I began this work with an antipathy for “God uses” language that was founded in personal experience and a concern for God’s mission in the world. Having completed it, my antipathy for the language is deeper. From the literature review it was evident to me that these writers have a deep appreciation of the sovereignty of God, of God’s care for all people, and of the urgency of God’s call on their lives. However, I believe that I have shown that this could, and should, be expressed using different language.

From the first critical perspective, it was difficult to see much evidence that there is a Biblical precedent for “God uses” language. From the second critical perspective, it was clear that in secular English, a construction in which one person is described as using another person says nothing good about the first person. It implies an unhealthy power dynamic in which the person being used is a victim.

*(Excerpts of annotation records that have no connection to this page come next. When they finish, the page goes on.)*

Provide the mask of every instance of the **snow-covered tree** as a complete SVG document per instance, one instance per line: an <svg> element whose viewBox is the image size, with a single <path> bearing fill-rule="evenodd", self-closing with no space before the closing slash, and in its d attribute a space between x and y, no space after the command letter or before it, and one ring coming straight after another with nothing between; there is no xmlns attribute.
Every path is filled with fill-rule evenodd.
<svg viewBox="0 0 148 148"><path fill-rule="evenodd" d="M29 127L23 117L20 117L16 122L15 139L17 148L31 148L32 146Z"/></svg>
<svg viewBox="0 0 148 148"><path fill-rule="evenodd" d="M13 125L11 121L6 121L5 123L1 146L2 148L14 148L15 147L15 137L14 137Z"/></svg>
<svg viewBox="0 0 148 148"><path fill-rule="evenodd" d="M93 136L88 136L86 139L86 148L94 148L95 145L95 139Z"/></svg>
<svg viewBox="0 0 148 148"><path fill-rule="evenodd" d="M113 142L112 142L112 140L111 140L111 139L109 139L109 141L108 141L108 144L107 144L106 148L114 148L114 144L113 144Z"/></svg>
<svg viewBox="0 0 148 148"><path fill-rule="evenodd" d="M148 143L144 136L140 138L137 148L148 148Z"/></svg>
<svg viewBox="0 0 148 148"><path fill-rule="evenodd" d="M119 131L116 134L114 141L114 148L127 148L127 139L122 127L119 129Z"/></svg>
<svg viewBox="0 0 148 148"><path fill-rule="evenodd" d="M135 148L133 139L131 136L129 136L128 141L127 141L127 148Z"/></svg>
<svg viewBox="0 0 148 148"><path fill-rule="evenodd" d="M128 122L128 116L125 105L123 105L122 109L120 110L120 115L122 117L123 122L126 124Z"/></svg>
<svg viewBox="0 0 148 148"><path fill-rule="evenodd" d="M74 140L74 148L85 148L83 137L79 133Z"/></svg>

From the third critical perspective the damage that this language does to conceptions of God, self, and relationships was evident. Using language which describes God’s relationship with a person as an I-It relationship has several consequences. It objectifies and depersonalises the person. It makes God the I of I-It, someone who is not truly present to the other. It gives permission for people to believe that they may relate to other people as It. Finally, it encourages the tendency for humans to relate to God as It, someone who is there for us to experience and to use, but not to encounter.

Having considered three different perspectives on God’s sovereignty, it was argued that this could be expressed more fully than “God uses” language allows. Knowing that God relates to us as Thou does not preclude our submission to God. I believe that it leads to a deeper, more active, submission to the God who encounters us.

Similarly, the place of “God uses” language in pastoral care was explored. It was seen that it could be replaced by alternatives, which are more fruitful, in the contexts in which it was promoted in the literature. It was also argued that not only is “God uses” language unnecessary to pastoral care, but is also deeply antithetical to it.